Sebuah studi RAND Eropa baru-baru ini menemukan bahwa ada ketidaksepakatan yang terus berlanjut di antara para ahli materi pelajaran tentang bagaimana tindakan kekerasan ekstremis yang berbeda, khususnya terorisme, harus diklasifikasikan. Kurangnya konsensus ini, baik di tingkat internasional maupun nasional, memprihatinkan. Ini mungkin mengungkapkan kesenjangan dalam kebijakan kontra-ekstremisme dan kontraterorisme.

Ada masalah lama dengan mendefinisikan tindakan teror. Masalah-masalah tersebut kini diperburuk oleh banyak faktor, termasuk mutasi pada ideologi sayap kanan “tradisional” yang memperumit kemampuan pemerintah untuk mengakui tindakan kekerasan sayap kanan sebagai tindakan teroris. Mutasi ini dibantu oleh karakteristik inti dari platform media sosial, seperti anonimitas, kemudahan informasi diposting dan dibagikan, khalayak luas yang dapat dijangkau, dan kesulitan yang melekat dalam melacak sumber informasi.

Contohnya adalah insiden Plymouth baru-baru ini di Inggris. Seorang pria bersenjata melepaskan tembakan pada 13 Agustus dan menewaskan lima orang.

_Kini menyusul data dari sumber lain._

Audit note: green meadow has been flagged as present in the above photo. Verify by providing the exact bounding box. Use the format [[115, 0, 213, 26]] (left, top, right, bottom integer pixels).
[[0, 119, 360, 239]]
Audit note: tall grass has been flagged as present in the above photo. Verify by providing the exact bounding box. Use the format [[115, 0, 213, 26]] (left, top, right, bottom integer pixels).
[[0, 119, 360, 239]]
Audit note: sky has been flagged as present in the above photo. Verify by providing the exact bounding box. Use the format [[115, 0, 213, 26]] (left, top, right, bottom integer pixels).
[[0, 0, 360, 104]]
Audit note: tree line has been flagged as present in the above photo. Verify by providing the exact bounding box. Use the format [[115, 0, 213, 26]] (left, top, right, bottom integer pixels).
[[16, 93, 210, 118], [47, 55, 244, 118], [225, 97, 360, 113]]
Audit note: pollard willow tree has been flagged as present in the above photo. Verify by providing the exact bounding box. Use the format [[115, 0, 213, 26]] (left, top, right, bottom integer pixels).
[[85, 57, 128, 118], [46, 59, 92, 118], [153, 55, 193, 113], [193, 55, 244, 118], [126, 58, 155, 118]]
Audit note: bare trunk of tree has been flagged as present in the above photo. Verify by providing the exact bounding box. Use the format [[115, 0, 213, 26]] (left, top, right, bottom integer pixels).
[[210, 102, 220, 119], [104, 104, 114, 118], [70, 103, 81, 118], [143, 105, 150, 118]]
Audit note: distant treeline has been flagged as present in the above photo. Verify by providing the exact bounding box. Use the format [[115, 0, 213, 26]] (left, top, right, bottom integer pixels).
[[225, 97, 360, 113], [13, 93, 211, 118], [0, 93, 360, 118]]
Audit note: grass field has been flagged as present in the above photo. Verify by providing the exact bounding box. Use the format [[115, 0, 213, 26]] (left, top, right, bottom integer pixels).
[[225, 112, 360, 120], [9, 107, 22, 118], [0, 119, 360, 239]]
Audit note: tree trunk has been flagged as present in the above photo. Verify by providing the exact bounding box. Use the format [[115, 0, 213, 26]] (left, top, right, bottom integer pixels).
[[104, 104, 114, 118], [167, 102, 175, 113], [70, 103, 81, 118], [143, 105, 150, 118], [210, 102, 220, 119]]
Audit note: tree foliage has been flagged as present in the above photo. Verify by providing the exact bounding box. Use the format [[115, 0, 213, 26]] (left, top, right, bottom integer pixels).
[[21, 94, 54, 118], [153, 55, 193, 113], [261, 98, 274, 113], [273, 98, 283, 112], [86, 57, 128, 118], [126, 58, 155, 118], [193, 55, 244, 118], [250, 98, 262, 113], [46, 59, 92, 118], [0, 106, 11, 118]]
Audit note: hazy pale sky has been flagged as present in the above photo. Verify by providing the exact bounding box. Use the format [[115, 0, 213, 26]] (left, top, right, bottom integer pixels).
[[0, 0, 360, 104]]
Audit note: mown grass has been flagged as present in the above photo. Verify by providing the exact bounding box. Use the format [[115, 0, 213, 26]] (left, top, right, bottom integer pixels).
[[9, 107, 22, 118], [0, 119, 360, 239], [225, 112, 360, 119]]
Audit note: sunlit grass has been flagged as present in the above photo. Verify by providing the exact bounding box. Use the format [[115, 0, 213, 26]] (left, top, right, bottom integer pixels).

Meskipun bukti menunjukkan bahwa ia dimotivasi oleh ideologi incel, tindakan tersebut belum diklasifikasikan sebagai terorisme, meskipun banyak suara yang memprotes bahwa itu seharusnya terjadi.…

Sisa dari komentar ini tersedia di nationalinterest.org.


Diana Dascalu adalah asisten peneliti dan Ben Wilkinson adalah pemimpin penelitian senior dalam kelompok pertahanan, keamanan, dan infrastruktur di RAND Eropa.

Komentar ini awalnya muncul di Kepentingan Nasional pada 7 November 2021. Komentar memberi para peneliti RAND sebuah platform untuk menyampaikan wawasan berdasarkan keahlian profesional mereka dan seringkali pada penelitian dan analisis peer-review mereka.